Au-delà de son talent de plasticien, Russell est un excellent directeur d’acteurs. Sous ses ordres, Daltrey est aussi juste dans les séquences burlesques que dramatiques. Veronica Quilligan dans le rôle de Cosima Wagner est pour sa part réellement inquiétante dans son rôle de gardienne du temple de l’idéologie nauséabonde de son mari. Enfin, Fiona Lewis, extrêmement séduisante, est parfaite dans le rôle de la femme de Liszt. On retient ainsi cette très belle séquence en hommage à Chaplin où elle offre un joli numéro avec Daltrey. Russell a toujours tiré le meilleur de ses acteurs, il suffit de voir Richard Chamberlain étincelant devant sa caméra ou Oliver Reed offrir des prestations de haut vol lui qui était réputé ingérable.

La  réalisation du film  alterne ainsi entre un certain classicisme et des séquences proposant des accélérations d’images où le découpage devient épileptique avec des gros plans que ne renierait pas Jean-Pierre Jeunet. Il emploie aussi bien des décors réels que de studio, se jouant de l’artifice avec certains intérieurs en carton-pâte qu’on dirait sortis d’une série Z alors qu’on passe ensuite à des décors en studio fastueux et réalisés avec le plus grand soin.  Au-delà de son esthétique pop, on se rend compte que Russell et son chef opérateur Peter Suschitzky ont beaucoup travaillé leur visuel, utilisant des dominantes de couleur selon les périodes de la vie de Liszt. Le rouge rappelle ainsi les plaisirs de la chair alors que le noir est présent dans sa dernière rencontre mortifère avec Wagner.

Au final Lisztomania est une œuvre résolument baroque où l’exagération est partout avec des décors surchargés de détails où les symboles phalliques abondent à l'image. Les émotions représentées que ce soit l’amour ou la peur sont le plus souvent exagérés et jouées par des acteurs en transe.  Pourtant l’ensemble demeure harmonieux. En effet, Russell crée une œuvre à première vue chaotique, mais au final extrêmement pensée qui réunit tous les univers artistiques.

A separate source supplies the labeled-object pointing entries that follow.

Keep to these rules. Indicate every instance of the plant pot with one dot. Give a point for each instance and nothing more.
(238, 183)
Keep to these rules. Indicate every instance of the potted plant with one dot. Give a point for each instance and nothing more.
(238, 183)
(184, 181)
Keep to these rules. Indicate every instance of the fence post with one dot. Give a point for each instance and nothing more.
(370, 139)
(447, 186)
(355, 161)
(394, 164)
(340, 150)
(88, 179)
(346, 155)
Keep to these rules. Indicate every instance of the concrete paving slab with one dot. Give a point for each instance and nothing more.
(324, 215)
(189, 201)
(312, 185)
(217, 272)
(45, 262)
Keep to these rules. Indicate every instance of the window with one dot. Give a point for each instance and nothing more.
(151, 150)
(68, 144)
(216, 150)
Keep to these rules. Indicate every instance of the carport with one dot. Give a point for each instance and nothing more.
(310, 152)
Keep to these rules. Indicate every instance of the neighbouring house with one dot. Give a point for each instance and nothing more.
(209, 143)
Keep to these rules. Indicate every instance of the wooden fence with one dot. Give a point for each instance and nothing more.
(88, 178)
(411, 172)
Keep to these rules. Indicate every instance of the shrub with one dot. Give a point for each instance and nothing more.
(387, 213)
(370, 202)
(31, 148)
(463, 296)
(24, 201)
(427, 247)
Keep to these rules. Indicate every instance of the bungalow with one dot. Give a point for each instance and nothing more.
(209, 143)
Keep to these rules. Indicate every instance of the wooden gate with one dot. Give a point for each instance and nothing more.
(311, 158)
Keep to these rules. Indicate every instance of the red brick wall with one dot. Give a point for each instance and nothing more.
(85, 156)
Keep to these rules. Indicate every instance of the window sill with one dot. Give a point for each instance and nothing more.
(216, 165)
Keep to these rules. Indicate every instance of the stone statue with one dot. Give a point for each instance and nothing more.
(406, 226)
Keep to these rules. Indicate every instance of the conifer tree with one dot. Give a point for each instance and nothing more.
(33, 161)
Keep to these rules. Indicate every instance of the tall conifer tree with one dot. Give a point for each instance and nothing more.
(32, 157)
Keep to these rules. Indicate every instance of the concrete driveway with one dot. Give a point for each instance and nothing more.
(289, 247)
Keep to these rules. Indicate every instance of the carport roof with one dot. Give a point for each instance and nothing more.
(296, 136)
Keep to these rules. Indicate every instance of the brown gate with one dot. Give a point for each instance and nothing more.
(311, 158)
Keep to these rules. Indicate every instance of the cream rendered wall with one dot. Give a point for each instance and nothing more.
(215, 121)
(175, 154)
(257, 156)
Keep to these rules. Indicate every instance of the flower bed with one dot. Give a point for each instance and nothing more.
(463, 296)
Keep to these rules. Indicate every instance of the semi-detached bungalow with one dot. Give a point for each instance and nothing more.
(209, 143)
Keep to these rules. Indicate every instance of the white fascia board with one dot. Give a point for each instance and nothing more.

On a souvent associé l’Angleterre à ses cinéastes réalistes qui auraient été les fers de lance de la lutte sociale. C’est une erreur. Le fantastique ou l'onirisme employés par Roeg ou Russell sont des stratagèmes autrement plus subversifs et dangereux contre le pouvoir. Un metteur en scène tel qu’Argento avec son monde cauchemardesque a été parmi les réalisateurs les plus interdits par les états totalitaires. L’œuvre de Russell est une antithèse de l’Angleterre thatchérienne avec ces visions surréalistes fortement sexuées qui peuplent la plupart de ses films.
 
Fou, baroque, excessif, pop, foutraque, Le Lisztomania de Russell est une oeuvre passionnante, engagée, agressive et pas forcément subtile, mais d’une grande force, à l’image de son cinéaste qu’il semble primordial de réhabiliter.